目前来看,越来越多的文化事象被命名为不同层面或等级的非物质文化遗产,虽然国家已经为其保护和传承铺设了轨道,但是实际的情况可能是并没有在既定的方向上实施相应的措施,甚至也有因为利益驱使而产生的文化生造现象,相应的保护、传承便无从谈起。然而我们也要看到,尽管国家的非物质文化遗产制度尚未做到尽善尽美,但是如果没有这样一种制度,也许那些产生于农耕文明且已经走入没落的传统民族民间文化有可能会面临生存危机,甚至于消失于无形、消失于无声,这又是让人更为沮丧的情况。所以要理解非物质文化遗产应该怎样传承和发展,甚至是国家非物质文化遗产制度应该如何调整,这些才是更应该受到关注的话题。尽管非遗保护工作中存在许多的不足,但是没有诸如名录建立等国家非遗制度的制定、实施,传统文化的保护和传承情况可能会更糟糕,甚至连问题都很难被发现。现在,至少出现问题还能引起人们的重视。
鉴于我对铜鼓舞的关注已经有了较长的时间,在查阅大量相关研究文献之后,我的选题最终聚焦在非物质文化遗产的保护传承问题之上。
2014年7月1日至30日,我在广南县嘎洒镇贵马村村委会完成了对壮族铜鼓舞的第一次田野调查。

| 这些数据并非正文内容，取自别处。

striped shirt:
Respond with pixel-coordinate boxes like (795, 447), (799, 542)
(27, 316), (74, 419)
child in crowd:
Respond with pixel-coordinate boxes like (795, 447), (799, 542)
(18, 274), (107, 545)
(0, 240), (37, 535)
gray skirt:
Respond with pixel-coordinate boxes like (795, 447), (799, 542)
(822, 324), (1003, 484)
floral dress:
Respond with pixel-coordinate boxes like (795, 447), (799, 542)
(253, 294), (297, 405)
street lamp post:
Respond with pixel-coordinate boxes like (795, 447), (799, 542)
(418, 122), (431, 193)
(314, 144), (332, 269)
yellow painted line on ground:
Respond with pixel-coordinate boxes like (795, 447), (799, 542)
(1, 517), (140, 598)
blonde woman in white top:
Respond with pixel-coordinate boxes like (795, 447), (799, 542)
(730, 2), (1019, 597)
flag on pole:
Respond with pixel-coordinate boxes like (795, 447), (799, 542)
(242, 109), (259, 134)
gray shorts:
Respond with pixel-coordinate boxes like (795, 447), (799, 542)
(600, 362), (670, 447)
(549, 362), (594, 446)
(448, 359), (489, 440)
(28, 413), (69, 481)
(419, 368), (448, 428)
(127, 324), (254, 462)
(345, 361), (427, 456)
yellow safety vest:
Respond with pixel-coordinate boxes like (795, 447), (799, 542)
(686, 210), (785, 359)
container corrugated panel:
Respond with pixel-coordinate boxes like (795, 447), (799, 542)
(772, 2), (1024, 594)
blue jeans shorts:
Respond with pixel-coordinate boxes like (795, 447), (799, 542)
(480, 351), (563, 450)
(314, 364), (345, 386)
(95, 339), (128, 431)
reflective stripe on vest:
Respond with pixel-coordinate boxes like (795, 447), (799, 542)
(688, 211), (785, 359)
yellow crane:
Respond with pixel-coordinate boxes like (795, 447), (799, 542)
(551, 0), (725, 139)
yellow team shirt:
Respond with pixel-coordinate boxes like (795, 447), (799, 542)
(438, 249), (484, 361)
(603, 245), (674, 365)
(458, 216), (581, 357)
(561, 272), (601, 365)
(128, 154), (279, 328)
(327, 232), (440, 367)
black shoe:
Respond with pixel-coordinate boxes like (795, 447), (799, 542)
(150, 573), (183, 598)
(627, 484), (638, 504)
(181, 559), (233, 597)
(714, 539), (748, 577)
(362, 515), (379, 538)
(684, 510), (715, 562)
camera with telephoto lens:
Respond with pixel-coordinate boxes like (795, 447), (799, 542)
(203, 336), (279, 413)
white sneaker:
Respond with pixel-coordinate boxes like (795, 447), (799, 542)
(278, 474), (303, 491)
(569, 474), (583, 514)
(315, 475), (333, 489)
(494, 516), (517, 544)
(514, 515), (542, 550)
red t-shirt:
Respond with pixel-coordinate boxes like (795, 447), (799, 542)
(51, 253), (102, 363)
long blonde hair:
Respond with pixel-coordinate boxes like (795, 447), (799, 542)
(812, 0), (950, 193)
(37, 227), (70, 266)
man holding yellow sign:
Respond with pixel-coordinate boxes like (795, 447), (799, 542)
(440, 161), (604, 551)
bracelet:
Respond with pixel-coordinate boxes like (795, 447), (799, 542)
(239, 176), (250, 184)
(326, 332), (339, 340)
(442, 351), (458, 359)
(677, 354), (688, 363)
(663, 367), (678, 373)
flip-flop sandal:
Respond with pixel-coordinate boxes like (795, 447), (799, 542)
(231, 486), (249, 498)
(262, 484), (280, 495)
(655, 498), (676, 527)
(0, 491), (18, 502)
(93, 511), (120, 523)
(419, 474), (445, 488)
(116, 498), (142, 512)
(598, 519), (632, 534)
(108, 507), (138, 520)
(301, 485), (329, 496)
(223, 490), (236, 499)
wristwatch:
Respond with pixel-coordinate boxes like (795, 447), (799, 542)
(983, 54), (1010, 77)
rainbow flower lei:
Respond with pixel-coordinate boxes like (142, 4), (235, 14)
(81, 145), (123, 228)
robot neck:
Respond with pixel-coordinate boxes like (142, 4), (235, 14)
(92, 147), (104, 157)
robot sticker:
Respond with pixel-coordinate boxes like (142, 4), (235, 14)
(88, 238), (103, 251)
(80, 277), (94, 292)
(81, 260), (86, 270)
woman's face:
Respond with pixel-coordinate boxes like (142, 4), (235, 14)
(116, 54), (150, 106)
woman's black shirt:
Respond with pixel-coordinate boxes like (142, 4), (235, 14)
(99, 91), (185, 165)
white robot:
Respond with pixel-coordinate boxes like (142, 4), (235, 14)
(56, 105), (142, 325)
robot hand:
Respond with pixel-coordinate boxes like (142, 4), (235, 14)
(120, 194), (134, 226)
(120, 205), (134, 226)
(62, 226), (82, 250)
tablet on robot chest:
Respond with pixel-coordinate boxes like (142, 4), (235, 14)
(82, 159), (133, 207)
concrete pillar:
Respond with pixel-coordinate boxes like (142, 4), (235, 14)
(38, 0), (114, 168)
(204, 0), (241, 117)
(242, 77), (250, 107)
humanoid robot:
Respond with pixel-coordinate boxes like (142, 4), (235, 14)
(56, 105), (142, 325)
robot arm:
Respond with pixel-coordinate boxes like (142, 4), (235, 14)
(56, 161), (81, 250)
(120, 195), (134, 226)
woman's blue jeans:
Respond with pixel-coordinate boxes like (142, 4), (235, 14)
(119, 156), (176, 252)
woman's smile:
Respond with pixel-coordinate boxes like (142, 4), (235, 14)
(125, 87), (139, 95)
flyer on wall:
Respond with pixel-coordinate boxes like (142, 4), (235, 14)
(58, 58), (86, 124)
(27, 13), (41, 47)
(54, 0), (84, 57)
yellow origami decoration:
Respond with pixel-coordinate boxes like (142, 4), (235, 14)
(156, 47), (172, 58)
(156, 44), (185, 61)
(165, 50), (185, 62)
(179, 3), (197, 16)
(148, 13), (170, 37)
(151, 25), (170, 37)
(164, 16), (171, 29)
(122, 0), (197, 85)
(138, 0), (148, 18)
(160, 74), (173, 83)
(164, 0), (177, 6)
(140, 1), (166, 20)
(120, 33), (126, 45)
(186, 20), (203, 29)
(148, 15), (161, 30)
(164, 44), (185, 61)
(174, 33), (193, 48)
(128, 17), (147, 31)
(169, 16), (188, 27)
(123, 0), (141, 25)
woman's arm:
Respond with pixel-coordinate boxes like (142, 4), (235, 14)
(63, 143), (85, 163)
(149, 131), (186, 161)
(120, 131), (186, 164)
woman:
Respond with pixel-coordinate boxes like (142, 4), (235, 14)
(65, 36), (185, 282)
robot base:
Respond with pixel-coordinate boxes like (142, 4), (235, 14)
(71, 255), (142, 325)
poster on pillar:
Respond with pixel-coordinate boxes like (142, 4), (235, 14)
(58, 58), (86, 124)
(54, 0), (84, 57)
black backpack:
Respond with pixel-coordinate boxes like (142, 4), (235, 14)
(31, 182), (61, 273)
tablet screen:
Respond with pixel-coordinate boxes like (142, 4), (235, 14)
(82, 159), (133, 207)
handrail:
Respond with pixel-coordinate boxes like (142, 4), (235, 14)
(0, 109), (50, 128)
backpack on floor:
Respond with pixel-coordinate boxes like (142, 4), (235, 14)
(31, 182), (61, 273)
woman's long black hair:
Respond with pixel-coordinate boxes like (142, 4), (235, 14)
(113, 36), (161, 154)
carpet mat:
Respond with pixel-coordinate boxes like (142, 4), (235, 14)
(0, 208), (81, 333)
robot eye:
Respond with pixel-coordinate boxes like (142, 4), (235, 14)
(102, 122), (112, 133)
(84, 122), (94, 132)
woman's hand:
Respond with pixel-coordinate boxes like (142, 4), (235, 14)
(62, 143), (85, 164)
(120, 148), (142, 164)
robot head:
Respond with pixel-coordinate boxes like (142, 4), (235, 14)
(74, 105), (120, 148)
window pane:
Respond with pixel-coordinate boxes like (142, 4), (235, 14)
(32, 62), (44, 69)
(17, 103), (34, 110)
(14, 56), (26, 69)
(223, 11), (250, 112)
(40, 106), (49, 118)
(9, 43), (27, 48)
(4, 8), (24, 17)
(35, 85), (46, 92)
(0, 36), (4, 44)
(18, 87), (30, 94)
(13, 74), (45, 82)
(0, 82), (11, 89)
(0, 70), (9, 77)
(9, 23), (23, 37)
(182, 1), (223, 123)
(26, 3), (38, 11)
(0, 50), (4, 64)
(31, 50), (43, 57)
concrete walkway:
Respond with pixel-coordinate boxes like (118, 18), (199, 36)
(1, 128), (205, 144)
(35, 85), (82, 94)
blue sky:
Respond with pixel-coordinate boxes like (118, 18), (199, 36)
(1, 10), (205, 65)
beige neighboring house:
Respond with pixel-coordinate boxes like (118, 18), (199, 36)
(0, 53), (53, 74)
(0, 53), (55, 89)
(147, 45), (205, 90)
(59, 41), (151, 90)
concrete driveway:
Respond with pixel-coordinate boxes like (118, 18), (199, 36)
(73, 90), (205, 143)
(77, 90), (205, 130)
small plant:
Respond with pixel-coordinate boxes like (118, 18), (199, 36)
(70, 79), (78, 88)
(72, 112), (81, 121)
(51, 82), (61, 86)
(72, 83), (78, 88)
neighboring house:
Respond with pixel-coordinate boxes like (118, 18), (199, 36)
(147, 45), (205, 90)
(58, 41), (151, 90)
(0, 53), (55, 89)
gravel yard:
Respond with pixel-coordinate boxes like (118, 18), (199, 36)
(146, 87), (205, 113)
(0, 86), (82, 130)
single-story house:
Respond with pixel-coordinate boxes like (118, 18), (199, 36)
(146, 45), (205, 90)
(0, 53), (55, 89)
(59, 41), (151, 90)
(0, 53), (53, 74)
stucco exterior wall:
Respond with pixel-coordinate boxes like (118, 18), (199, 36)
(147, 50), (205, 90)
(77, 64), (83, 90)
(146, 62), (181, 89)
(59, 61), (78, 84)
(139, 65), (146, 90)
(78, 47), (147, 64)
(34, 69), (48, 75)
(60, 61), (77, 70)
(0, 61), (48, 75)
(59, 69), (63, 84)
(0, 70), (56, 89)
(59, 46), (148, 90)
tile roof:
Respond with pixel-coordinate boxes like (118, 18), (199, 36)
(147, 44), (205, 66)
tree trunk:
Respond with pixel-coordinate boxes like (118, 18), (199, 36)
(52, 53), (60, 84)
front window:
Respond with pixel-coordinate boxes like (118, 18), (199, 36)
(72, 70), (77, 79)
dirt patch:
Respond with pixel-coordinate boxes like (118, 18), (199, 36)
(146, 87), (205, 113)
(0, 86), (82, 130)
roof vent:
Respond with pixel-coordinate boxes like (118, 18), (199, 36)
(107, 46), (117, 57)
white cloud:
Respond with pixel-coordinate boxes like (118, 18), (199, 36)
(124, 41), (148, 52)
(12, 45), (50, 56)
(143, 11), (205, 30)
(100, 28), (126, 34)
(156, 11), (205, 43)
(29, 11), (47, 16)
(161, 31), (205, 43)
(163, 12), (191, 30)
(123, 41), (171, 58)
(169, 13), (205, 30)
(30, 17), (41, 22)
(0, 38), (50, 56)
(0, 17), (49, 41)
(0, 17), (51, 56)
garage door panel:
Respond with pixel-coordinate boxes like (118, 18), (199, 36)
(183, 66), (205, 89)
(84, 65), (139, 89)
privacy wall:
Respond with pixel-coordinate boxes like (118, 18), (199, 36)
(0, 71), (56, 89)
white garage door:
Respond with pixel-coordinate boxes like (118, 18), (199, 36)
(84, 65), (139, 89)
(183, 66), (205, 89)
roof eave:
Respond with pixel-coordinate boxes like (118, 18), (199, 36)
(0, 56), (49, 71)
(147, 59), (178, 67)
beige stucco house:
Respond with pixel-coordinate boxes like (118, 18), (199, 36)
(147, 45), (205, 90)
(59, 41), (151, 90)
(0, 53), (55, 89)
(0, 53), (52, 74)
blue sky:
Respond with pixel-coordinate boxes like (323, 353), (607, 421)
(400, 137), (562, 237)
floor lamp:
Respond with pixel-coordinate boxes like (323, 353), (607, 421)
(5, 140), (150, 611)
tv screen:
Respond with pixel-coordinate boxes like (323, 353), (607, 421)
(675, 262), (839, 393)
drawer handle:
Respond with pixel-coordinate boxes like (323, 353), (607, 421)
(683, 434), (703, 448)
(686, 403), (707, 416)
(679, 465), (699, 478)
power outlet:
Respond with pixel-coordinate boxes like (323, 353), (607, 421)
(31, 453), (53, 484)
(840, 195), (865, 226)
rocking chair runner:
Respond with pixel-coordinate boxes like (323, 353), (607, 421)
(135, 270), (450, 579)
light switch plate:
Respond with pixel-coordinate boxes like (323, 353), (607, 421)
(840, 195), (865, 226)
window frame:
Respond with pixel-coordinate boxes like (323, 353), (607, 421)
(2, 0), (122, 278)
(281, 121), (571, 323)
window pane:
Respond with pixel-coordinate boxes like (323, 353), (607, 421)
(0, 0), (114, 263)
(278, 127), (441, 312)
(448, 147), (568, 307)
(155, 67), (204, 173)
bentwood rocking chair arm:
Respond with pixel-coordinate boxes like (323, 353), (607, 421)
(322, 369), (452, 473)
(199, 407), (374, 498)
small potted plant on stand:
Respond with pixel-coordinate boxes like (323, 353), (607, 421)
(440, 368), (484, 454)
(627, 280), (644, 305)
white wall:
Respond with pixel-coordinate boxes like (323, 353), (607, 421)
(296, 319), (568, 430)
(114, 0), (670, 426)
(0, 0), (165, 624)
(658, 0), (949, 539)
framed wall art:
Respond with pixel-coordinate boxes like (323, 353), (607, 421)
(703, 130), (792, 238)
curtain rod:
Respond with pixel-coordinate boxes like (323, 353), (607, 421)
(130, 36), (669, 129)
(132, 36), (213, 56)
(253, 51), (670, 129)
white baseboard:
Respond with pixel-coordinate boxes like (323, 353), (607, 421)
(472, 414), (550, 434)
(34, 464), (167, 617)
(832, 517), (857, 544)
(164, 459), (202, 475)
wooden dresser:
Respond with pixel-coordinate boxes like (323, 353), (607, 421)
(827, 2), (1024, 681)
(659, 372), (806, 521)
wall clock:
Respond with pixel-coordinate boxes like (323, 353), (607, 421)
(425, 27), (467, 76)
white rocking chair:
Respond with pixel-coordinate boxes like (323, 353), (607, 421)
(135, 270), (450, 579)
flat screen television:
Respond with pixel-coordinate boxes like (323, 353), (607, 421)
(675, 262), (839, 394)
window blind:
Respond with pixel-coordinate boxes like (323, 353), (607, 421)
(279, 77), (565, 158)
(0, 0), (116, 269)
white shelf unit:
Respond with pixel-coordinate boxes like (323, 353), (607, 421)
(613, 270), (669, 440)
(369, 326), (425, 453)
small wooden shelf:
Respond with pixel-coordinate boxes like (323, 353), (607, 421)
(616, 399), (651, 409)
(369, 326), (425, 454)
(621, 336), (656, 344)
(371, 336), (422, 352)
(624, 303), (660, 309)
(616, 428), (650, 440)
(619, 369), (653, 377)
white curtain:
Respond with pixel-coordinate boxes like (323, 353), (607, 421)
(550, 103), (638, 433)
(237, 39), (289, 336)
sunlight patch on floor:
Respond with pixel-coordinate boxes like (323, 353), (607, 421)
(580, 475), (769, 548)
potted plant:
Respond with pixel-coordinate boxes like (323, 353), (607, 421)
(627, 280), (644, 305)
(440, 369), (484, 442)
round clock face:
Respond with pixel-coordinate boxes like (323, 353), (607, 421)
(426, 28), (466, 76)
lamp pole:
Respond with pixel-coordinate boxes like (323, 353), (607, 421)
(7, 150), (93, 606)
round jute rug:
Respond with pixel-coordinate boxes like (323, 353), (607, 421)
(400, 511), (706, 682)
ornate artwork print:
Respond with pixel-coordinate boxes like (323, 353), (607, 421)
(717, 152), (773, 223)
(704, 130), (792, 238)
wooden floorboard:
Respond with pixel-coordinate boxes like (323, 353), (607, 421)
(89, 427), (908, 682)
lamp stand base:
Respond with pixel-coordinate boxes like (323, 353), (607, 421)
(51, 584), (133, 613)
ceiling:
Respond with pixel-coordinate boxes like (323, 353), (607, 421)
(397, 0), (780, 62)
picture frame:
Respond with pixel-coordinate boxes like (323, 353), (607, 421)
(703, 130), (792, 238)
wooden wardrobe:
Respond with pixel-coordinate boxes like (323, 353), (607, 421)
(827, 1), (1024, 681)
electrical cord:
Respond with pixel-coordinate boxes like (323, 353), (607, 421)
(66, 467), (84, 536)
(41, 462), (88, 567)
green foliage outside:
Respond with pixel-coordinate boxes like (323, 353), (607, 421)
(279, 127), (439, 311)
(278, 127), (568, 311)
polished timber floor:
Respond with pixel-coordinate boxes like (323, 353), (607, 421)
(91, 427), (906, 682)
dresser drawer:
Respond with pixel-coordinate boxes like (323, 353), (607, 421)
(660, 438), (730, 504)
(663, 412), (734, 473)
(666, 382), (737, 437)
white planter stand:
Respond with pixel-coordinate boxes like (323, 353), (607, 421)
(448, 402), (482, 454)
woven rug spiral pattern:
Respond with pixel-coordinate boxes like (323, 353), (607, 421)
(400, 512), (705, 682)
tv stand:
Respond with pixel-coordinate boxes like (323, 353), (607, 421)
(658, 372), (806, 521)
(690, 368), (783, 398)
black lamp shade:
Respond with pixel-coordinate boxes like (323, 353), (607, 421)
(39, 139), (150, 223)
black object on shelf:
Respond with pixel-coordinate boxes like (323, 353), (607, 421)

此项非物质文化遗产代表作是2006年5月第一批进入国家名录的非物质文化遗产。在与传承人和村民接触的过程中我可以感受到他们对这一非物质文化遗产的深深的情感。是什么驱动了村民自觉地参与到保护的过程中去,国家非遗制度的实施对于他们以及整个村庄都带来了什么?这些问题都是我想进一步了解和挖掘的。
要讨论铜鼓舞,对于铜鼓的重视是必要的,对于铜鼓舞的理解是要在理解铜鼓的重要意义的基础上展开的。铜鼓在壮族或者彝族的文化中是什么?文化赋予了它什么样的意义?作为文化器物的铜鼓是怎么用的?运用的场域是什么?没有了场域,即礼仪、祭祀与农耕需要的淡化,它要面临的是有一天人们不再按传统使用它,其文化意义必然消失还是会发生怎样的改变?这些问题都具有非常重要的现实意义和理论价值。铜鼓舞在传统社会中的意义是什么,面对新的时代需要,它会发生怎样的变化?无论是铜鼓还是铜鼓舞,之所以有神圣性是与村寨集体意识相关的。随着社会流动的不断加强,外出打工等生计方式的变化都会对村寨集体意识产生重要影响,保护传承铜鼓舞需要怎样的集体意识建构等问题都需要深入研究。此外,传承人在非遗项目中扮演什么角色、集体性的非遗在传承中遇到的最大问题是什么等都需要深入调查与思考。